One important note: It's not the admin of the system that's in question here, that is government ran.

The company in question only provides cloud services, and has no access to any data.

> I just don't understand why the government won't consider funding it. It's a public infrastructure service at this point.

It has been 9 years since the last centrist ("purple") government in the Netherlands. 24 years since the last left-wing led government. Nothing more to it.

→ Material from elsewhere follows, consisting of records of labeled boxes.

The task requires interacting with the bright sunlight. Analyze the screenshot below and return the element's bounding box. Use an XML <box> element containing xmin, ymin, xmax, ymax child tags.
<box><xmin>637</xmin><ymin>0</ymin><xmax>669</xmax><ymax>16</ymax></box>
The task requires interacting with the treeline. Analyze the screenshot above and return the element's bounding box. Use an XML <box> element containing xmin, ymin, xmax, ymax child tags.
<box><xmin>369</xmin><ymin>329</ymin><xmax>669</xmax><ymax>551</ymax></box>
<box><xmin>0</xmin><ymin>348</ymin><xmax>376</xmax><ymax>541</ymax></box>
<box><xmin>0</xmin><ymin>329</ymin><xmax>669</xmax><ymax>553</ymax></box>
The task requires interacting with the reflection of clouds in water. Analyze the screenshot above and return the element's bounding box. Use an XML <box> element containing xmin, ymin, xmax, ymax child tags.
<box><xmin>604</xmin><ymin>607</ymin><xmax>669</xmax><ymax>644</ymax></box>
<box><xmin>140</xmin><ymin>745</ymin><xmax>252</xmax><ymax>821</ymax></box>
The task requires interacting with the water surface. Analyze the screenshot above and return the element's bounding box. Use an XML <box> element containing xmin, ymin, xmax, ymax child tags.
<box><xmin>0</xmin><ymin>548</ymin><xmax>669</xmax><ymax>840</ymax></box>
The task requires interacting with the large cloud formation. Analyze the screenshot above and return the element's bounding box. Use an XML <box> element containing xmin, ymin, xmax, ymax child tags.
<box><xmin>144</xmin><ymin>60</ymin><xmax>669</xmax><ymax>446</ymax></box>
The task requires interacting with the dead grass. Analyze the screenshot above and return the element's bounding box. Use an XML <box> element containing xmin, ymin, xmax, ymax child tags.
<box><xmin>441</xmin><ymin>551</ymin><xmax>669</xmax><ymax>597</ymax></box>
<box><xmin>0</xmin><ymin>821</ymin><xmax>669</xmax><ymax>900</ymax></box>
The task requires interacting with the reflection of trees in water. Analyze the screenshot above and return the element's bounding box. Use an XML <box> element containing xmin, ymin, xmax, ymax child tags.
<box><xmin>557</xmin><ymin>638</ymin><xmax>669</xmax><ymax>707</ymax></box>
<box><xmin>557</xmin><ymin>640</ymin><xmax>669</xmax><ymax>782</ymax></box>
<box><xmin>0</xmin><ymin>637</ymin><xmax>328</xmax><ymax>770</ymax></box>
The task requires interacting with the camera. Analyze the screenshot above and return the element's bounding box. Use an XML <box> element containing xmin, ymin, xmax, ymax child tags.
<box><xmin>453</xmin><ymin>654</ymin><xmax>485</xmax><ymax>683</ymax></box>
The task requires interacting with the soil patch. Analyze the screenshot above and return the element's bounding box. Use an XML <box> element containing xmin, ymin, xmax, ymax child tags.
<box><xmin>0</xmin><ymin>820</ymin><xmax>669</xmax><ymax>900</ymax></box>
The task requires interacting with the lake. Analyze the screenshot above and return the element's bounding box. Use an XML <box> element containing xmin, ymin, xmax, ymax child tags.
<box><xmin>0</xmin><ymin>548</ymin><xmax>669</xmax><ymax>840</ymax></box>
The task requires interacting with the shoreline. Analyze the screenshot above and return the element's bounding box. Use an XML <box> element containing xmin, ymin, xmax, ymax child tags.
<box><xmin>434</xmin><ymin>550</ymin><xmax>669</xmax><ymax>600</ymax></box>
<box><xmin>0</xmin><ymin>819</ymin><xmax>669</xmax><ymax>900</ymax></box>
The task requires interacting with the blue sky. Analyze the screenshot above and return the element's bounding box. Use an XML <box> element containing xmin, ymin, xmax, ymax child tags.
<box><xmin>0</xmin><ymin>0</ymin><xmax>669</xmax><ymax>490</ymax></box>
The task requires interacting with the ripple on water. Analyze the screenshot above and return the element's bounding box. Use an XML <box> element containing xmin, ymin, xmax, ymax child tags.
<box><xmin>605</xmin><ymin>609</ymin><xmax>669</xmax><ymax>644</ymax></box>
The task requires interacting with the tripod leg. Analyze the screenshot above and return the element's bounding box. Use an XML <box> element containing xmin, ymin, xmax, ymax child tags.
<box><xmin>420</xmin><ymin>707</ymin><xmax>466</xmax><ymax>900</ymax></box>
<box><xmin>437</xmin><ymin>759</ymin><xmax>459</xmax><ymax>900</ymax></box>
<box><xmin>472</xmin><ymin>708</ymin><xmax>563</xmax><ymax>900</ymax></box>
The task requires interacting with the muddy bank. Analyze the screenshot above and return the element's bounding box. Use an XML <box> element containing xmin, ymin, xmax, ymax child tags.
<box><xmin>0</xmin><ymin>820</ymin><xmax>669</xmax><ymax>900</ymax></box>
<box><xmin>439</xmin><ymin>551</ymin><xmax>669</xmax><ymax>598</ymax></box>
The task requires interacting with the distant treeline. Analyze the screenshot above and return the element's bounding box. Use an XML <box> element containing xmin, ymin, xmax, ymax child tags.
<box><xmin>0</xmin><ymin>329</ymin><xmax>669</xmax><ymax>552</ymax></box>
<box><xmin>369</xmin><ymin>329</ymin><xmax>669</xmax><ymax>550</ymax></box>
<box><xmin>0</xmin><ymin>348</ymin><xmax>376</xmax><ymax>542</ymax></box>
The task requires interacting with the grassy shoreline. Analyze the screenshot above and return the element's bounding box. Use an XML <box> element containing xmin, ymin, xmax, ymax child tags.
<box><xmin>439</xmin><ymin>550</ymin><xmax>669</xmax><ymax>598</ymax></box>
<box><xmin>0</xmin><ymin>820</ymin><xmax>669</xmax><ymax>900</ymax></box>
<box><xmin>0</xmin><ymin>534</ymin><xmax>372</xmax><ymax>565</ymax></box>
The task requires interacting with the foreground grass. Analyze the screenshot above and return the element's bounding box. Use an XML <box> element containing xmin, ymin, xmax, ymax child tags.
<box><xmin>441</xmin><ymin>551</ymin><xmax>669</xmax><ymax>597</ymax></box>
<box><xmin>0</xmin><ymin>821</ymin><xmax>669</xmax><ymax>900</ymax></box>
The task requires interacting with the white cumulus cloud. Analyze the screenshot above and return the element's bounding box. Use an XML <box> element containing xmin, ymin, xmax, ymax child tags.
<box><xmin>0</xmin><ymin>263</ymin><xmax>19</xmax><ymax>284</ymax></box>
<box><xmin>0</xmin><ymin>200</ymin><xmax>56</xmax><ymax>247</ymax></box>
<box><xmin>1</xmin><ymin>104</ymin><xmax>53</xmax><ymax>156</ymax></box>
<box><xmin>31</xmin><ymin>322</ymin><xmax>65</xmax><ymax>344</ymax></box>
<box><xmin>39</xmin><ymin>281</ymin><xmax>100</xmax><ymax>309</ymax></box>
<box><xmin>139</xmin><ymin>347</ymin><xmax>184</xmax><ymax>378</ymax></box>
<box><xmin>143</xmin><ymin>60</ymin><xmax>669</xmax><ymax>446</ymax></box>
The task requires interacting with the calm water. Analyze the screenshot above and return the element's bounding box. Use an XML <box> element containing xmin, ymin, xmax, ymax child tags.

It's just decades of Neoliberal "outsource government tasks to the free market" policy. There really isn't any other reason; The Dutch government has multiple divisions which are quite good at IT. It could choose to do so at any moment, it just doesn't.

Voters just didn't care. The system worked fairly reliably. So they just kept voting for a very charismatic politician, regardless of the long term consequences.

ur-whale

6 hours ago

> What's wrong with the government taking over admin of DigiD?

Because they're a government and they are therefore going to fuck it up.

GuinansEyebrows

5 hours ago

the netherlands is far from perfect but unless you have a specific grievance with their government, you really have no idea how much better it can be. it's night and day when compared with places like the united states. things can be better even though it feels impossible sometimes.

lyu07282

5 hours ago

Unfortunately you will never realize how this ideology is fucking up every facet of society and which interests that are never your own put a momentous effort into drilling that propaganda into your head.

ur-whale

5 hours ago

> that propaganda

Not big on evidence-based thinking, are you?

tosti

6 hours ago

IDK what it's like now, but DigiD used to be 2 racks in a separate cage. Even if you can access the floor, you're not getting physically near the servers.

shevy-java

4 hours ago

Plot twist: the data will still be stored outside of the EU - the magic of cloud computing. :D

jasonvorhe

5 hours ago

Good luck with digital id. Not gonna play along. No matter what.

boricj

4 hours ago

When you are interacting with the government for official business, what purpose is there to hide one's identity? You can't exactly not fill in your name in your tax return.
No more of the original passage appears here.